Du coté des interprètes, chez les filles, Lucille Bremer (Christa) est remarquable pour son jeu très expressif surtout dans toutes les scènes avec Greenstreet. Martha Vickers (Susan) est plus effacée mais c'est que son rôle est un peu moins développé et que moins naïve que Martha, elle va savoir échapper à l'emprise d'Horace (il n'a pas pas besoin de lui faire un dessin quand elle va le trouver avec une autre femme). La plus remarquable reste la belle Diana Lynn, étonnante dans un double rôle. Il passe dans son regard et dans son attitude tous les sentiments qui l'animent face à ces hommes étranges. D'abord vis à vis d'Horace, un mélange de tendresse, de curiosité, de légère inquiétude et d'incompréhension. Mais aussi vis à vis de Vic, que Mallory va découvrir étrangement fébrile et craintif face à Horace (mais c'est qu'il craint que l'histoire se répète). Le personnage interprété par Louis Hayward, le témoin de toute une vie, est par la même intéressant même s'il est un peu difficile de croire qu'il ai pu être abusé par son ami pendant si longtemps. Au nom de la fidélité pour l'ami d'enfance sans doute. Raymond Burr (qui interprète le père de Horace) que l'on voit dans une seule séquence est remarquable dans un rôle très inhabituel de brave type simple comme bonjour mais faible face à sa compagne acariâtre. Enfin, même si je ne suis pas un grand admirateur de Zachary Scott, je le trouve excellent dans un registre certes limité, car sur son visage passe très bien, par des tics de l'acteur que l'on a déjà vu ailleurs, les tourments intérieurs qui sont à l'origine de sa pathologie.

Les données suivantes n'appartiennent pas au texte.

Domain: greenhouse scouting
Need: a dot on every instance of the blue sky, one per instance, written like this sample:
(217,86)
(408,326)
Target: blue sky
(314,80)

J'ai déjà dit ici que Ruthless n'a selon moi pas grand chose d'un film noir (en revanche, on peut faire le rapprochement avec Citizen Kane) mais ce qui est sûr c'est qu'il s'agit d'un des grands films d'Ulmer. L'ancien agent Arthur C. Lyons produisit le film pour Producing Artists, une boite indépendante liée à Eagle Lyon pour 2 millions de dollars. 49 décors furent construit. Le film sorti avec la plus grande campagne de publicité jamais orchestrée par Eagle-Lion…mais le film fut un fiasco. A Los Angeles, il se retrouva rapidement en double programme avec un minuscule film policier,
Shed No Tears de Jean Yarbrough et ne recueillant pas plus de succès fut remplacé au bout de 11 jours d'exploitation par une autre production Eagle-Lyon,
Canon City, un petit film de prison.
Ulmer a prétendu que les interventions du producteur ont atténué la portée du film. Il a aussi prétendu dans un entretien avec Peter Bogdanovich que le film a été coupé après la première exploitation en salle…Tel qu'il est la charge contre le capitalisme est assez féroce car même si le personnage central est un sociopathe et un cas isolé, il trouve à s'épanouir pleinement dans les milieux d'affaires américains. Il avait été co-écrit par Alvah Bessie, un des 10 d'Hollywood, emprisonné et blacklisté dans les années 50 et qui a été re-crédité du scénario seulement dans les années 90.